In European Equity Markets  stocks fell on Tuesday after two sessions of strong gains, with disappointment over a deal to tackle a global oil supply glut weighing on sentiment. The pan-European FTSEurofirst 300 index fell 0.6 percent. Euro zone’s bluechip index Eurostoxx 50 index fell 0.49 percent. Banks were led lower by Standard Chartered, which fell 6.2 percent after several brokerages cut their target prices following a recent rally. Elsewhere in the sector, Commerzbank and Deutsche Bank fell 2 and 0.7 percent respectively. Shares in oil stocks came off highs but most remained in positive territory. BP and Total advanced 1.6 percent and 0.4 percent respectively, while Eni fell 0.75 percent.

In Currency Markets the yen bounced back against the dollar on Tuesday, as a modest recovery in risk appetite fizzled after top oil producers Saudi Arabia and Russia agreed to freeze (but not cut) output. The dollar fell 0.6 percent on the day to 113.98 yen. The euro was flat at $1.1158, down from last week’s four-month high of $1.1377. Commodity-linked currencies such as the Canadian and Australian dollars pared earlier gains, though they were still up on the day. New Zealand’s dollar fell as much as 1 percent to a one-week low of $0.6581 after two-year inflation forecasts fell to their lowest since 1994, fuelling expectations of more easing from the central bank.

In Commodities Markets  crude oil prices turned lower Tuesday morning, as investors decided that talk of an agreement to freeze oil output wasn’t sufficient to alleviate a global supply glut that has dogged the market. West Texas Intermediate crude for March delivery fell 1.7 percent to $28.95 a barrel, after trading as high as $31.53 a barrel in electronic trading. Brent crude hit a 12-day high of $35.55 a barrel after Russia, Saudi Arabia, Qatar and Venezuela agreed to freeze output to tackle a global oil glut if other major exporters joined them. It last traded at $33.82, up 44 cents on the day. Gold, which had its best week in four years last week, earlier fell to $1,199 an ounce but last traded at $1,1213.

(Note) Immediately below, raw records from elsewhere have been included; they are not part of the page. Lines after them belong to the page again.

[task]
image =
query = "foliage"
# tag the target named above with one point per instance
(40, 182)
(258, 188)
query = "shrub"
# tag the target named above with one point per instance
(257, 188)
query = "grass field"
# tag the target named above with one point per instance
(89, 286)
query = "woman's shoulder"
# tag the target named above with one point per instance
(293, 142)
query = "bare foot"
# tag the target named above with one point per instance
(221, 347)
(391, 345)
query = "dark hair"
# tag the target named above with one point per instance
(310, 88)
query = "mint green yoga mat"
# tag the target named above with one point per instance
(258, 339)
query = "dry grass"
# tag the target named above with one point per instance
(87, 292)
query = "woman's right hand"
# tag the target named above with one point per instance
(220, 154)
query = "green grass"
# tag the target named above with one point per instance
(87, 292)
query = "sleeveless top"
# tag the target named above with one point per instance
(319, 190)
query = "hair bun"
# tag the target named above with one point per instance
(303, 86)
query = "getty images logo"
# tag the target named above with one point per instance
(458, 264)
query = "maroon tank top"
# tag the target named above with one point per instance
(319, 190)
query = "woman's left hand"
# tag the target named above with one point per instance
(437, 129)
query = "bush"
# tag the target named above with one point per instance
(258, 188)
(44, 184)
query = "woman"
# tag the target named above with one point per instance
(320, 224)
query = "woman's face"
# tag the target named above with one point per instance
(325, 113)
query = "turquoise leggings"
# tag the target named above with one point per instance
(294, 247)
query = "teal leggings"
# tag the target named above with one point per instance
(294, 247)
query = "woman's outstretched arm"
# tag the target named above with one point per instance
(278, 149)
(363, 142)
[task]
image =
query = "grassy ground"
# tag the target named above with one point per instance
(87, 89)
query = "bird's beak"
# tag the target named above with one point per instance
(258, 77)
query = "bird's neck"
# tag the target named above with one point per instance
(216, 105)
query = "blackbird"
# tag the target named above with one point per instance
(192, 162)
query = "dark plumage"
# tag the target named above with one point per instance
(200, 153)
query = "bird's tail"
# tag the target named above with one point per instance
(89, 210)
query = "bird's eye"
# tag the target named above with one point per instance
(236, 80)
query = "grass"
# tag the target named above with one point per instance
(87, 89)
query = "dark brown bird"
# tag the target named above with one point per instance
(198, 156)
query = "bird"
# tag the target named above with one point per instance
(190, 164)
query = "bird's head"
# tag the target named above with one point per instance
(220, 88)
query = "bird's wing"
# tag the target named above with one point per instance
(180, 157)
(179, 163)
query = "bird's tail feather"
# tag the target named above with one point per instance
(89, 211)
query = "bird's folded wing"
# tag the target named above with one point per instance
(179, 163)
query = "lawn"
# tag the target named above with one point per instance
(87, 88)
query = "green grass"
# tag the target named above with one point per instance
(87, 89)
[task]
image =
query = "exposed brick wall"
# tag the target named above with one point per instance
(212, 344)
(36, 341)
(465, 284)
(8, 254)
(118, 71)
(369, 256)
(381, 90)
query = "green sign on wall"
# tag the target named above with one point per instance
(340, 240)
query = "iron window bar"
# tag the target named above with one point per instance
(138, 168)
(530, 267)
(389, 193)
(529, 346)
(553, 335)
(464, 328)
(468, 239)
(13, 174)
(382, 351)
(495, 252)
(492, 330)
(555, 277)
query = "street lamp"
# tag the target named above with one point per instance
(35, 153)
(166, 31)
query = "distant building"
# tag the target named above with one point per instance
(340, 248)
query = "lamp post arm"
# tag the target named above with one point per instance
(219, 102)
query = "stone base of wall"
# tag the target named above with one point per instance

In US Equity Markets stocks were higher on Tuesday morning, extending a rally from Friday, as cautious investors looked for bargains among beaten-down stocks. The S&P 500 was up 0.72 percent, at 1,878.2 and the Nasdaq Composite was up 1.22 percent, at 4,390.59. Nine of the 10 major S&P sectors were higher, with the consumer discretionary index’s 1.07 percent rise leading the advancers. Groupon rose 33.4 percent after Alibaba disclosed a 32.9 million stake in the company. Alibaba was up 6.7 percent. Community Health Systems lost 28.9 percent and weighed on other hospital operators after posting an unexpected quarterly loss. Tenet Healthcare’s 8.7 percent fall was the biggest on the S&P 500.

In Bond Markets U.S. Treasury debt prices fell on Tuesday as gains on Wall Street stocks trimmed safehaven demand for bonds, lifting benchmark yields further from their near 3-1/ 2 years lows set last week. Benchmark 10-year Treasury notes were down 7/32 in price for a yield of 1.772 percent, up 3 basis points from late on Friday. The 30-year bond last traded 24/32 lower in price, yielding 2.641 percent, up 4 basis points from Friday.